Search and extract blob files on the Ethereum network using Etherscan.io API.
EtherBlob Explorer is a tool intended for researchers, analysts, CTF players or anyone curious enough wanting to search for different kinds of files or any meaningful human-supplied data on the Ethereum Blockchain Network. It searches over a user-supplied range of block IDs or UNIX timestamps on any of the 5 available networks: MainNet, Görli, Kovan, Rinkeby and Ropsten.

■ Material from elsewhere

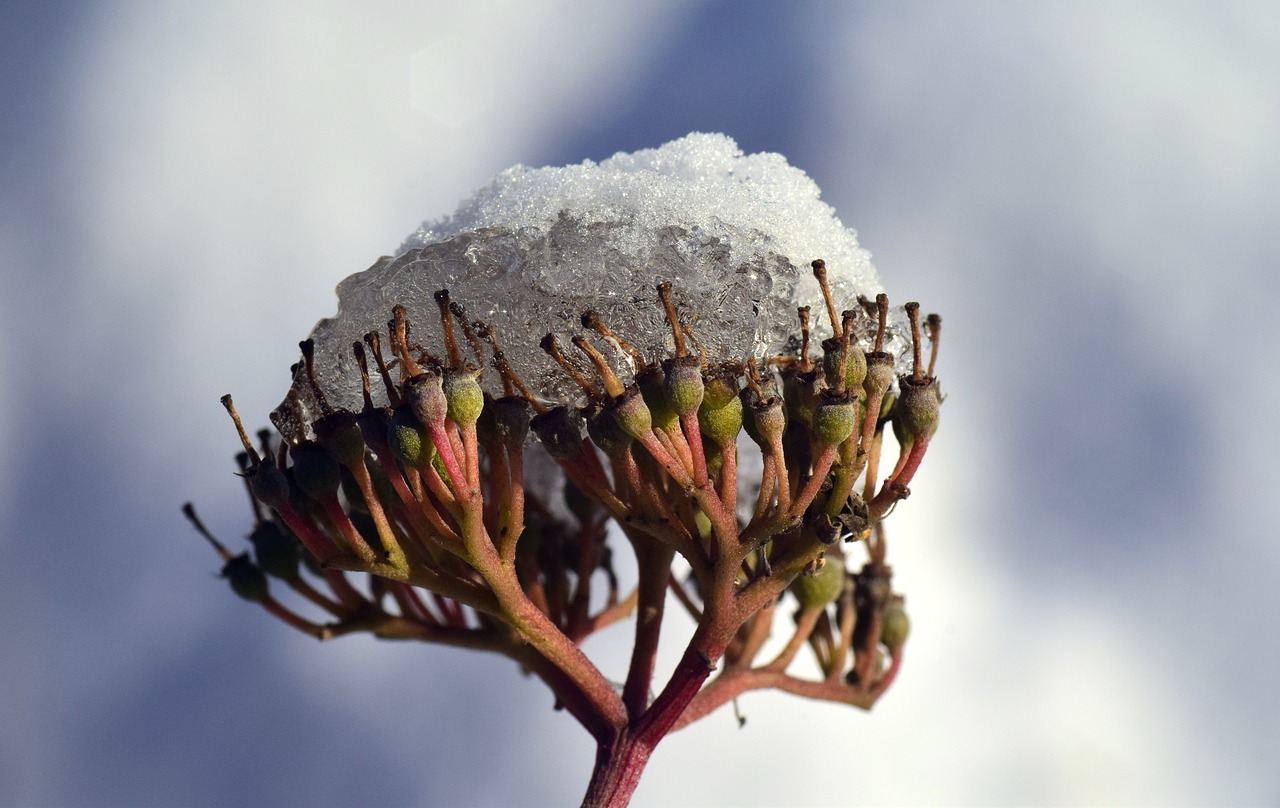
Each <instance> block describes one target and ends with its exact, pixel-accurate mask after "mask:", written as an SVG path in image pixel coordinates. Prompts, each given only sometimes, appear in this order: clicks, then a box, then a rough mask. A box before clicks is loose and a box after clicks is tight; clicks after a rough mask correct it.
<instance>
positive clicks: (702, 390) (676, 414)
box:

For a real-life case you can read this experiment made on 2017. The immutability of the blockchain can truly be a double-edged sword.
Installation
Run the following command:
$ pip install git+https://github.com/litneet64/etherblob-explorer.git
Now it's ready to use from your CLI, you can find some common usage examples below!
Features
Networks
Search on any of the five Ethereum Networks:
- MainNet
- Görli
- Kovan
- Rinkeby
- Ropsten
Search Locations
This tool can search on the following locations, either separately or combining any of these on the same run:
- Transaction Input Data: search inside transaction's input data (default location).
- Block Input Data: search inside block's input data.

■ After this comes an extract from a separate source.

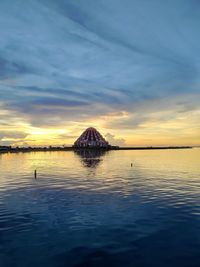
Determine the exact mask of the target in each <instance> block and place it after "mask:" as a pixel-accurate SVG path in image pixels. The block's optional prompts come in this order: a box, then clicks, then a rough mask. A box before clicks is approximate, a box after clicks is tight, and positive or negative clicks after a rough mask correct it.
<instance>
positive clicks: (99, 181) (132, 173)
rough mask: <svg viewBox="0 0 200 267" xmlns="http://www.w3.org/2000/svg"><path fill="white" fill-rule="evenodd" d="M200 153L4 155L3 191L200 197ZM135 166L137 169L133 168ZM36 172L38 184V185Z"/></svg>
mask: <svg viewBox="0 0 200 267" xmlns="http://www.w3.org/2000/svg"><path fill="white" fill-rule="evenodd" d="M199 160H200V149H197V148H196V149H184V150H133V151H109V152H106V153H100V152H98V153H97V152H83V151H81V152H80V151H78V152H72V151H71V152H34V153H18V154H14V153H13V154H12V153H8V154H1V155H0V168H1V178H0V190H8V189H9V188H15V187H16V188H17V187H21V186H48V187H61V188H66V189H70V188H79V189H80V188H81V189H82V190H93V191H98V190H99V191H101V192H102V191H104V192H109V191H110V192H115V193H118V192H119V193H120V194H124V195H129V194H133V193H134V192H135V191H138V190H139V191H140V192H146V194H148V193H152V192H154V194H155V192H156V194H163V195H164V194H166V195H168V196H170V195H172V194H183V195H184V194H187V195H190V194H198V193H200V164H199ZM131 163H132V165H133V166H132V167H131ZM34 170H37V172H38V181H37V184H36V182H34V181H33V178H34V175H33V173H34Z"/></svg>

- Contract Storage: search inside a contract's storage array on the first N 32-byte sized positions, treating it all as one big data string.
- To Addresses: search appending 'to' addresses as the possible input [*] (checking first for file headers and re-checking when all data is harvested using binwalk).
[*] Storing data on 'to' addresses is possible on the Ethereum network as there's no verification if sending to an address that has no associated account keys. Meaning you can make transactions to arbitrary addresses to craft a payload over several 20-byte sized transactions (it's very rare but so are some CTF challenges).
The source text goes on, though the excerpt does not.